Shot early in February by hotel guest Toby Clarkson
Last September we went to the Maya city of Caracol for the Fall Equinox celebration that was being preformed by a Maya Itza Leader from Peten Guatemala. It was a very special event that we were extremely fortunate to witness and document on film. Hopefully the Belize Film Festival will accept the picture so we have an excuse to visit Belize City for the party.
The Maya leaders told us we must stay up all night if we were to experience the ritual the proper way. Pretty plainly this was the most trying part of the trip because we were not planning on staying up, but camping and waking up before dawn for the fire ceremony. Special thanks to the park ranger Mike for sharing his coffee and making it possible.
Also we would like to thank John Chuc of Kin Winik Tours, Dr. Jamie Awe from Belize Archaeology, Maria Garcia from San Antonio Village, and especially the Marimba players from Succotz who got up at 3:30am to start jamming until the ceremony was finished after sunrise and the fire was out. Finally our condolences to the family and friends of Don Beto Cocom who was supposed to be there holding hands with us.
Outside of the trip to Caracol, the documentary contains some interviews with our family and a bit of archaeology talk about the possible correlation between Lower Dover and the Maya city of Cahal Pech located in San Ignacio.
This morning the Keel Billed Toucans that live at Lower Dover Jungle Lodge in Belize decided to stop by a large Fig Tree located near the entrance to the hotel grounds. Maybe they had a message for the large male iguana also sharing the space. More likely both animals were all there to eat the ripening fruits.
Normally it is the distinct call of the toucan that alerts guests and birdwatchers that these beautiful animals are nearby. The song of the toucan sounds almost like a croaking frog if tropical birders do not know what they were listening for. When multiple birds get together in the same tree, the noise is unmistakable.

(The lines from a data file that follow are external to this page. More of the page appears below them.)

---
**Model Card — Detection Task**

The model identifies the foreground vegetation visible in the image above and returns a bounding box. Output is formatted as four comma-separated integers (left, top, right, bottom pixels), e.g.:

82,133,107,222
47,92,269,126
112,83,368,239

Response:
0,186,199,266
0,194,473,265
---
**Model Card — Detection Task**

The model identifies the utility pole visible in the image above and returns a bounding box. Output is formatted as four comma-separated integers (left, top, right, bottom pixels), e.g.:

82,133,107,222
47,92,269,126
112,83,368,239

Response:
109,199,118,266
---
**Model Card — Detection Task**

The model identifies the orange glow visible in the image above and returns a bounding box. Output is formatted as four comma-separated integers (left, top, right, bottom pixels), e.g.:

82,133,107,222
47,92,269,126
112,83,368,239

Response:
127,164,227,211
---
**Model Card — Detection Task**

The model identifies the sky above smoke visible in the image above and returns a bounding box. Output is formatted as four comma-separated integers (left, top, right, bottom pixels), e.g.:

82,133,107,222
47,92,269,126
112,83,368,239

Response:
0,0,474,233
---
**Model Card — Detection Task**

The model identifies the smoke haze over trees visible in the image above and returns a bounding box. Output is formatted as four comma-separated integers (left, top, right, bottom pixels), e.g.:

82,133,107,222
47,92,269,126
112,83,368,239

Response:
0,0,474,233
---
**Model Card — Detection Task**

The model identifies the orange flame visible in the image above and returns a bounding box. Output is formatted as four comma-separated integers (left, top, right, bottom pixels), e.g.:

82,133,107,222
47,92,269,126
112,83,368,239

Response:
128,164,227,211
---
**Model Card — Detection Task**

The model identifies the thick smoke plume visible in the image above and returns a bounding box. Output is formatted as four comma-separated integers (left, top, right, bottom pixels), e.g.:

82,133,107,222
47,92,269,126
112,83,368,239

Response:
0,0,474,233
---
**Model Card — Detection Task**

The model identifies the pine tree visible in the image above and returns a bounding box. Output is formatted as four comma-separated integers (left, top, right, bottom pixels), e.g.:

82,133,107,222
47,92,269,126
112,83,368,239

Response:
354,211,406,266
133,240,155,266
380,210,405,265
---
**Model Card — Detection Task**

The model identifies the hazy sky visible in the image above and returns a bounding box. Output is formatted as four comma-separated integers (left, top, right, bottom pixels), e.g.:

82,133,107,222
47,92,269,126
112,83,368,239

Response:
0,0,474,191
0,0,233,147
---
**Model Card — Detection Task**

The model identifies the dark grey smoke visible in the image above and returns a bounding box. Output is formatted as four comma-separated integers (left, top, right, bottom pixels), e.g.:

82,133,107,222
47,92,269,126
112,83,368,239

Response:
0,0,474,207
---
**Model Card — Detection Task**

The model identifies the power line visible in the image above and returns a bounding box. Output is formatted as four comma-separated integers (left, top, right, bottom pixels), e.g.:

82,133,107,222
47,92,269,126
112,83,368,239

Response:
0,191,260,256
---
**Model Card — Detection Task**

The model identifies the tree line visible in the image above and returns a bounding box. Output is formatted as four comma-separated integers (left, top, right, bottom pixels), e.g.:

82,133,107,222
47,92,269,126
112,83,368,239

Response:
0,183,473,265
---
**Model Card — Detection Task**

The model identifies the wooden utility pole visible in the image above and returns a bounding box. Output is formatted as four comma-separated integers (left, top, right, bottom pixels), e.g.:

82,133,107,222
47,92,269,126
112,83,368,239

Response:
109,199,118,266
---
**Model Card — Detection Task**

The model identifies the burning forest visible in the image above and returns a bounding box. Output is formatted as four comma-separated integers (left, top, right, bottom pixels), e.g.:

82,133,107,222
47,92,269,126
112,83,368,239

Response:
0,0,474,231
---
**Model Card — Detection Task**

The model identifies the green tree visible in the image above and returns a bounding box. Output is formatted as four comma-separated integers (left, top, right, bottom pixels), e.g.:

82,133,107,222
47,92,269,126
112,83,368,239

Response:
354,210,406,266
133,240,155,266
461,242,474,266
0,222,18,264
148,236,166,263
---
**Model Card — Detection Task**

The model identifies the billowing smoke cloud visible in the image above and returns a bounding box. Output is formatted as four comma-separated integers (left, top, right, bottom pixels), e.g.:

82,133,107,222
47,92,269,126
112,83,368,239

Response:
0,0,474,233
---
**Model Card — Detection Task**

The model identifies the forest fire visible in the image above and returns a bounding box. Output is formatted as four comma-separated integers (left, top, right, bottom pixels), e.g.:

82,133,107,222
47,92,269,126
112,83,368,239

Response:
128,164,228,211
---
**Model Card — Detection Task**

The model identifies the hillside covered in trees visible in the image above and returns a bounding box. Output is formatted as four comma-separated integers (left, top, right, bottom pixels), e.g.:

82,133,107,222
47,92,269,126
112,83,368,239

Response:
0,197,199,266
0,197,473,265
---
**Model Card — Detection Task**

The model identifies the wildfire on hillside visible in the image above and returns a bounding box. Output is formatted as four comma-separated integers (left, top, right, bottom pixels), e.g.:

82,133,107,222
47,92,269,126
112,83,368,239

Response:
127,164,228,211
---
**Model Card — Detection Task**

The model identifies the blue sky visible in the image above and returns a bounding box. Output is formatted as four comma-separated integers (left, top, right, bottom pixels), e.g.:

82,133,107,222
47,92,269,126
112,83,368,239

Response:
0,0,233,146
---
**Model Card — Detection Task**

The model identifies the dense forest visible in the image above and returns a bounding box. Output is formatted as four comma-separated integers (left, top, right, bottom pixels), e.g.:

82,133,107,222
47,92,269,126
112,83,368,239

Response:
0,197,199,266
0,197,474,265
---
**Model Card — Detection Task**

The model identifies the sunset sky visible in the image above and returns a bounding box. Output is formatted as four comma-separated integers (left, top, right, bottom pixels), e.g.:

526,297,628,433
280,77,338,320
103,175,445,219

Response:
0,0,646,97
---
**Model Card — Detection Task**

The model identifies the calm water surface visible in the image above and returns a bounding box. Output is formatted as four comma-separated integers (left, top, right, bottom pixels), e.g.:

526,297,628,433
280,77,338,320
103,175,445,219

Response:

Each bird was calling and croaking like a frog. They were bobbing their heads and doing the Toucan shuffle, trying to get lucky no doubt…
Because there were so many Toucans we though it might be a great opportunity to hear the audio of the birds with some video, so we rushed for the point and shoot camera and took this quick 1 minute video of the bird calls. This is a nice reference to understand what a toucan sounds like. A top birdwatcher is an even better bird listener.
It was another great moment in birding that our guests can expect to enjoy every time they arrive at our 100 acre property. It is not guaranteed that you will see 5 toucans in a tree but if you hang around long enough, we are sure you will be happy with what you find and photograph. Here is a run down of some other birdpics we have been lucky enough to get.
Hopefully the lady toucans liked what they saw from the fancy red bird butt feathers this guy was showing off this morning.
Or maybe he was just telling his sisters to kiss mine before he flew off to the next tree!?!
It seems as if this toucan was gesturing with his wing feathers in front. Throwing up his westside gang sign?
In all seriousness it was likely some form of mating exercise which we were lucky enough to witness. One every guest can hopefully see for themselves by visiting the lovely grounds at Lower Dover located between Belmopan and San Ignacio, only 1/2 mile from the Western Highway.
Remember what happened this time last year? We think these toucans might be considering having babies in the Bullet Tree on the Medicinal Plant trail. These baby bird photos below were taken in late May 2012 so only time will tell!
Yesterday we were doing a little afternoon bird watching near the cabanas at Lower Dover Belize Jungle Lodge. The birding was excellent near the Horseballs Tree that was bearing ripe fruits. Horseballs is also known as Grandpa’s balls by some locally. Imaginations are creative here in Central America.
At first we spotted this Red Crowned or perhaps Red Throated Ant-Tanager. Birds of Belize claims the Red-Crowned Ant Tanager is rare or absent in the lowlands, but based on the photos we believe this is what we saw.
Both the male and female version of the tropical birds were seen eating the inner orange fruit. The female seemed to be the lighter version of the Ant Tanagers. Birds of Belize claims that both birds are best identified in direct comparison. To the best of our knowledge these were only one bird species.
That was until the Golden Fronted Woodpecker decided to stop by and enjoy the fresh fruit feast.
Lower Dover Jungle Lodge in Belize has an excellent Medicinal Plant Trail along Little Barton Creek. Each of our clearly identified mature plants, trees, and vines of the Maya has large signs that these birds contently landed on for a photograph.
Then we hit the bird trifecta when a Toucan stopped overhead and made sure his photo made the web this week.
The Maya used this medicinal tree for removing the larvae of botfly. When the outside of the fruit is punctured a very strong latex substance is secreted. This latex is used to suffocate the botfly and allow for easy removal.
As you can see it is also a one of the many mature trees we have to attract bright tropical birds in close for a great photos. The large trees make birding at Lower Dover much easier, and the jungle hike on the Maya Plant Trail more memorable.